A topic came up on the OpenZiti Discourse about subscribing to controller events over WebSockets. I've been doing exactly this in a side project that needed to show some usage data for a Ziti network, so I figured it was worth writing up what I learned along the way.

The short version: the Ziti controller exposes a management WebSocket at /fabric/v1/ws-api that streams real-time events - usage metrics, session lifecycle, circuit events, etc. It speaks a binary "channel V2" protocol over the WebSocket, which is the same protocol the Ziti infrastructure components use to talk to each other.
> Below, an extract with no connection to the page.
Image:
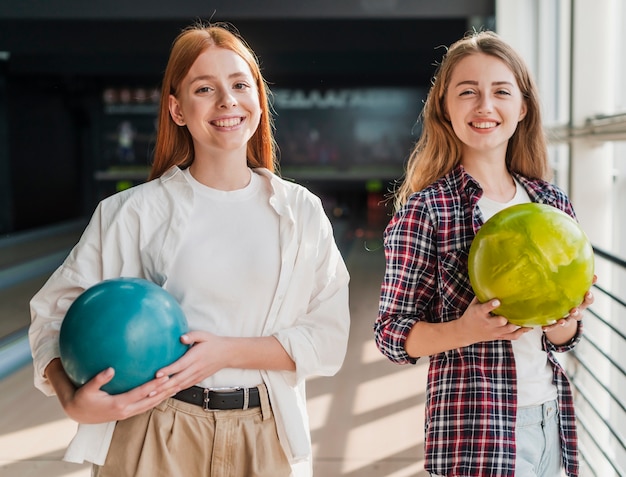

Once you know the wire format, it's pretty straightforward to connect, subscribe, and start processing events.

The Discourse thread above includes a working JavaScript implementation if that's your language of choice. The rest of this post focuses on Go, since that's what I used, but the concepts are the same regardless of language.

If you're using Go, you can skip the manual wire protocol handling entirely. The OpenZiti project provides the channel library, which handles all the binary framing, message routing, and connection lifecycle. The Ziti CLI's own stream events command uses these libraries - you build your subscription as JSON, send it as a channel message, and register a receive handler. The library takes care of everything else. The rest of this post covers the wire protocol directly, which is useful if you're not in Go or want to avoid the dependency.

Authenticating

First you need a session token. The event stream endpoint uses the same auth as the rest of the management API. You have a couple options:

Username/password:

POST https://<controller>/edge/management/v1/authenticate?method=password
Content-Type: application/json

{"username": "admin", "password": "your-password"}

Certificate-based:

POST https://<controller>/edge/management/v1/authenticate?method=cert

No body needed - the client certificate from the TLS handshake is the credential. You'd use the cert and key from a Ziti identity file for this.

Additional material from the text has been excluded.